Genius Loci…………? 

I began my trek to my destination. Heavy, grey clouds were gathering overhead as if to accentuate the importance of my visit by preventing the rays of sunlight detracting from my purpose. Through muddy fields and over rickety stiles I walked, the only hint that this path had been used for hundreds of years being a well worn path and the sense of joining the spirits of the many others who had also took part in the short journey from the small village over the millennia. 
Soon the route ( as is often the case when visiting ancient sacred sites) narrows and I am surrounded on either side by overhanging bushes and tree branches creating a natural aisle for reverential processions to proceed. Light birdsong and the soft, gentle trickling of water are the only sounds to be heard, creating a kind of Natures choir as I move closer to my goal .

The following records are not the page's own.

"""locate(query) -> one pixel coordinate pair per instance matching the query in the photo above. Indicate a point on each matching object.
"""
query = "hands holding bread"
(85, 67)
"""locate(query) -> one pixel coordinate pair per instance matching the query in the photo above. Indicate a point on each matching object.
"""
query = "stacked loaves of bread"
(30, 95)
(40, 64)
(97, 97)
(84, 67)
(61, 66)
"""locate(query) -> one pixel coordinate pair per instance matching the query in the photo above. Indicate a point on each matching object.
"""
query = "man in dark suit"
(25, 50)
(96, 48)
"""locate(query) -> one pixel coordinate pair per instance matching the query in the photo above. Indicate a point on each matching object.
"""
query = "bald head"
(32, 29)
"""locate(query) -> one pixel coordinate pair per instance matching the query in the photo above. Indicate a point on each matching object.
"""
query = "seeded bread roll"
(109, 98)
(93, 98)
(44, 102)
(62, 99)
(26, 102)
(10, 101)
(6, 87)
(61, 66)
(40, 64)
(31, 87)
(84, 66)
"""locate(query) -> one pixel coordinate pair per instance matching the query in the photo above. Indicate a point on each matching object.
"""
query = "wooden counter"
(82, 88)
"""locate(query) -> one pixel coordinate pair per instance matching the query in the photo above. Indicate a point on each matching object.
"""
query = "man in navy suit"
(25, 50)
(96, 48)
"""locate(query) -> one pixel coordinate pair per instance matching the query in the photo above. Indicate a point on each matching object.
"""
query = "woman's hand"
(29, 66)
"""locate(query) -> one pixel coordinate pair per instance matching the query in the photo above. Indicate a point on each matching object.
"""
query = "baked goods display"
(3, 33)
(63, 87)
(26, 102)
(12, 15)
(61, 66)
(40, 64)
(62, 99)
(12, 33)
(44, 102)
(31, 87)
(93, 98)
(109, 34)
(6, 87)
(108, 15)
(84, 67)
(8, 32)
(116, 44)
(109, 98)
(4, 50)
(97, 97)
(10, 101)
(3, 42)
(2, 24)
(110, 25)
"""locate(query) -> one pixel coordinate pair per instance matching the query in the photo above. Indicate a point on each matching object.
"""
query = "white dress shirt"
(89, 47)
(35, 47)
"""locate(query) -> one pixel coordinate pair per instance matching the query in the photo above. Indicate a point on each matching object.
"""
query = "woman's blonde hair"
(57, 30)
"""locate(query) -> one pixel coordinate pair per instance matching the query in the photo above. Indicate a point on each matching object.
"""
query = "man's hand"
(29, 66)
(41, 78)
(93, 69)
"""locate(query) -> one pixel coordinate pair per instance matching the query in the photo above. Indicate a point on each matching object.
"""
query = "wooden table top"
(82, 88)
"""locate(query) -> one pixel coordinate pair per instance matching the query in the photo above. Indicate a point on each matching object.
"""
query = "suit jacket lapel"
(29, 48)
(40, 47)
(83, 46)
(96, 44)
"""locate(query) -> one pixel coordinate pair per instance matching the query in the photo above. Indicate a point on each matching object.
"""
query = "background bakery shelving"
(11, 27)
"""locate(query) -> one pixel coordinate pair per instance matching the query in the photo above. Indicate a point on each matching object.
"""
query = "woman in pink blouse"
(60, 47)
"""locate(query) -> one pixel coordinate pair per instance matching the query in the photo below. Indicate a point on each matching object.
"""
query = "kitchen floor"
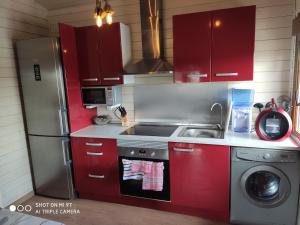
(102, 213)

The path widens a little but I am still enclosed in the seemingly welcoming and protective undergrowth flourishing around the well, as if to provide privacy and promote a secular spiritual intimacy to the occasion. 
The Cloutie tree in front of the well is festooned with colourful adornments, mostly ragged pieces of cloth left by visitors who await their degradation in order to relieve whatsoever malaise afflicts them. I can almost hear silent and sometime desperate prayers from those who have sought relief here. Many, many tears over the years have fallen from many cheeks upon this spot, their sorrow and entreaties forever mixed with the sparkling translucent waters of the spring. 
Direct access to the well is seemingly complicated by a mixture of deep bog and gnarled branches as if put there to deter only the most determined soul. 

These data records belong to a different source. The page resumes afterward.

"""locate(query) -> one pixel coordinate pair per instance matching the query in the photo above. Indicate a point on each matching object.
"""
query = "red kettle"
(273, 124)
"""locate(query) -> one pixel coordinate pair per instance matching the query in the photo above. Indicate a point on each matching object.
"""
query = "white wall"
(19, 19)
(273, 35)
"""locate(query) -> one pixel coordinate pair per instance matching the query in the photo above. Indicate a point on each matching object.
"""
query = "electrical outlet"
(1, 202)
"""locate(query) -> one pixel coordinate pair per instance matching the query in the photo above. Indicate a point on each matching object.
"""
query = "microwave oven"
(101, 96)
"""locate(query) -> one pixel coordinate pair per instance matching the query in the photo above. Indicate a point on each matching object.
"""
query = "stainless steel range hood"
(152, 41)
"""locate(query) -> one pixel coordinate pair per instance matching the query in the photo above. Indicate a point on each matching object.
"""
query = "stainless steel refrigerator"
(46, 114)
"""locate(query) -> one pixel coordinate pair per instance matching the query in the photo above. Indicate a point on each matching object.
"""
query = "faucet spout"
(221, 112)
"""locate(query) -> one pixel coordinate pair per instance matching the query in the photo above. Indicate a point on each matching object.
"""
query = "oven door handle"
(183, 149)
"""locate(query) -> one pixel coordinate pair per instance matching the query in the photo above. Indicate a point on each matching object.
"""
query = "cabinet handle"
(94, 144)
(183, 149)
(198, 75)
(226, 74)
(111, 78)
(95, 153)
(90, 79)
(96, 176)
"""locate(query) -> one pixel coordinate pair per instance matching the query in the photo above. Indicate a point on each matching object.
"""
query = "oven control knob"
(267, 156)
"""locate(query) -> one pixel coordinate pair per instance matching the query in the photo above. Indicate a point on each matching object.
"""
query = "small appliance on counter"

Following the spring water further alongside the path, the stream enters a roofless ancient chapel. It’s grey corbelled walls forming a rough square with an entrance from the north. On entering the chapel I can feel the reverence and the sanctity that the site has been endowed with over the years. The barely tangible energies of the souls of previous supplicants frequent here, forever paying homage to this most holy of Nature’s shrines. The lack of a roof means anyone knelt in prayer in front of the altar offers up their beseechments and adoration to the blossoming flora and the barely visible sky amongst the treetops. As I stand, head bowed in front of the rough hewn granite altar littered with offerings of flowers and coins, I hear the soft, gentle waters of the spring empty into a crude font behind me. This accentuates further the feelings of ambience and serenity that epitomises my visit. 

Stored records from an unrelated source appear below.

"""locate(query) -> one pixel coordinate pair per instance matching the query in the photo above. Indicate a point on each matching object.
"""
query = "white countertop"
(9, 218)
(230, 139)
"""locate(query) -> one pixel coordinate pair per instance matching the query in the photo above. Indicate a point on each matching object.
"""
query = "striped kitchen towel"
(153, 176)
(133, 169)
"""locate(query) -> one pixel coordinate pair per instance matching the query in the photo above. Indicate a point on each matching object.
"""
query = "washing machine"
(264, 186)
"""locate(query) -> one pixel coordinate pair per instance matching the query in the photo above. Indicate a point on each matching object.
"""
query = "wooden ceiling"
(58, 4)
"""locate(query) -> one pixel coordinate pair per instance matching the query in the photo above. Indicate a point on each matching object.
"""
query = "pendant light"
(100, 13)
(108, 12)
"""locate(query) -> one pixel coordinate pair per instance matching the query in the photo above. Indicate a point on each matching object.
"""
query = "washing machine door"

Kneeling in supplication in front of the altar it seems apparent that the stone and earth beneath me have witnessed much worship here, mostly to Mother Nature in her various guises as the sanctum has almost become as one with the scrub of the grove. An overwhelming sense of peace and oneness with nature penetrates my core, merging seamlessly with my physical self. If this were to become my final resting place, this sancta of Gaia, there would no need for belief in an afterlife or thought to what happens at life’s end. For I am sure I would rest blissfully for eternity in this very spot.

Again….

Do you not sense it?
Nature is calling you. Calling you away from your HD screens, away from your domestic enslavement of comfort and man made media.
It calls you to feel the chill breeze against your skin and through your hair.
To smell the damp earth beneath your bare feet, to listen to the wind in the trees and to again see the stars in the black of night.
Come with me, come with me and run through the grass, smell the night air, laugh and play and be as nature intended
No need for doubt, no need for concern, to be again what we once were.